The fore mentioned case is only the third to be reported till date, the first one being in 1992 in UK . The second one was in 2004 in Nepal . Henceforth spontaneous scar dehiscence of a bladder scar seems to be very rare, most of the other reported cases have had some accompanying pathology involved. Diagnosing bladder rupture is not very difficult if a watchful eye is kept on the signs and symptoms, imaging techniques are of great help. A cystogram or a diagnostic peritoneal tap can lead to a confirmatory diagnosis. Intra-peritoneal rupture of the urinary bladder is about six times as common as that of extra-peritoneal rupture of the bladder. Leaking of urine in the peritoneal cavity in case of intra peritoneal rupture leads to absorption of urea and urinary products from the gut leading to increase in the patients blood urea and creatinine, which essentially comes back to normal after the repair. Conservative treatment of bladder rupture has an increased chance of recurrence and so do have procedures like partial cystectomy, in recurrent cases augmentation cystoplasty or urinary diversion should be considered as the treatment.
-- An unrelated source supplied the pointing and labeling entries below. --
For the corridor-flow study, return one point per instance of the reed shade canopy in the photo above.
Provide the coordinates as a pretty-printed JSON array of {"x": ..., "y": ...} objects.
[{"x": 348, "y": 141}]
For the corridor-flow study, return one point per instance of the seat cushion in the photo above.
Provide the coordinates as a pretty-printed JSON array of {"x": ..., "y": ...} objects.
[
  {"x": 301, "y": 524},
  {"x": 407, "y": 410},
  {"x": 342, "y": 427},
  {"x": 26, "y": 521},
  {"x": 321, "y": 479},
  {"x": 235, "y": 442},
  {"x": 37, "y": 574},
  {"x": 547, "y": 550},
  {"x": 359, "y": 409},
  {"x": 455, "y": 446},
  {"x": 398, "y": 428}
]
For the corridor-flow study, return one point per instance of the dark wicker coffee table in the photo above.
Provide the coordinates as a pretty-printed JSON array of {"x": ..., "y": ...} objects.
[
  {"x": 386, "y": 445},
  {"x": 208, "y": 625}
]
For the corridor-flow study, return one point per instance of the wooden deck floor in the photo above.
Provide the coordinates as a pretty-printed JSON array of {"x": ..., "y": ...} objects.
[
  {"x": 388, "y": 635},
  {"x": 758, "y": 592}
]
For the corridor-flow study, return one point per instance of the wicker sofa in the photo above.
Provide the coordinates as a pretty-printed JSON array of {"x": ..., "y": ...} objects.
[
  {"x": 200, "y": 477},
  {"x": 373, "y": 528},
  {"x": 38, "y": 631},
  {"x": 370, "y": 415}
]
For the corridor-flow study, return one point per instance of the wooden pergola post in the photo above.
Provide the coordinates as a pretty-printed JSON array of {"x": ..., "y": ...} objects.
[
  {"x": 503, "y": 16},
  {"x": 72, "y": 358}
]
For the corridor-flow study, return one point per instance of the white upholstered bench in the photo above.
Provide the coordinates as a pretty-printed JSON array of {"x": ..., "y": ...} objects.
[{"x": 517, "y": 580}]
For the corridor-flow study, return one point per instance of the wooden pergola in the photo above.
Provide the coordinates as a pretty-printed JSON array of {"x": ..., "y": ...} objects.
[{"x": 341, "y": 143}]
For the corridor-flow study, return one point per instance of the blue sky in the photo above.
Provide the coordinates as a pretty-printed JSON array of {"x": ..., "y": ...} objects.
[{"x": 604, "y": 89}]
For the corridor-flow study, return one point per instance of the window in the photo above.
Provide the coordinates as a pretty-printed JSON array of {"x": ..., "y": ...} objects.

Studying at all the three documented cases closely brings out some interesting facts, to enumerate firstly in all the three documented cases spontaneous bladder scar ruptures occurred about 3 to 4 years after the original bladder repair was carried out, in the earlier two cases exactly after 3 yrs, my case had the greatest time gap-that of 4 years. Secondly both my case and that reported in Nepal involved children (I don't have the details of the one reported in UK). In my view as bladder is subjected to tremendous pressure variations throughout the day, spontaneous scar dehiscence is likely as a result. It can be pointed out that children are on an even higher risk because because they are not as "toilet trained" as adults are, especially children who avoid voiding and hold urine for long periods of time. The above observations reinforce the need for proper patient education and that of regular follow up in cases of bladder rupture, at-least up to a minimum of 5 years after the primary repair procedure is carried out and more so in cases of bladder rupture involving children.
It seems that bladder scar dehiscence is more common in children and that too within 4 yrs of the primary repair. Bladder rupture can be easily diagnosed early with a detailed history and imaging techniques like USG and AXR, confirmed by a cystogram or diagnostic peritoneal tapping. Most of the cases are not infected but should be put on IV antibiotics nevertheless. A surgical repair or the bladder should be done immediately on confirmation instead of trying to manage the case conservatively. Augmentation cystoplasty or urinary diversion should be considered in recurrent cases. I would also like to emphasize the need of proper education and toilet training for children as well as regular follow up after a primary bladder rupture repair, more so in the beginning 3 to 4 yrs of surgery.
Written informed consent was obtained from the patient for publication of this case report and accompanying images. A copy of the written consent is available for review by the Editor-in-Chief of this journal.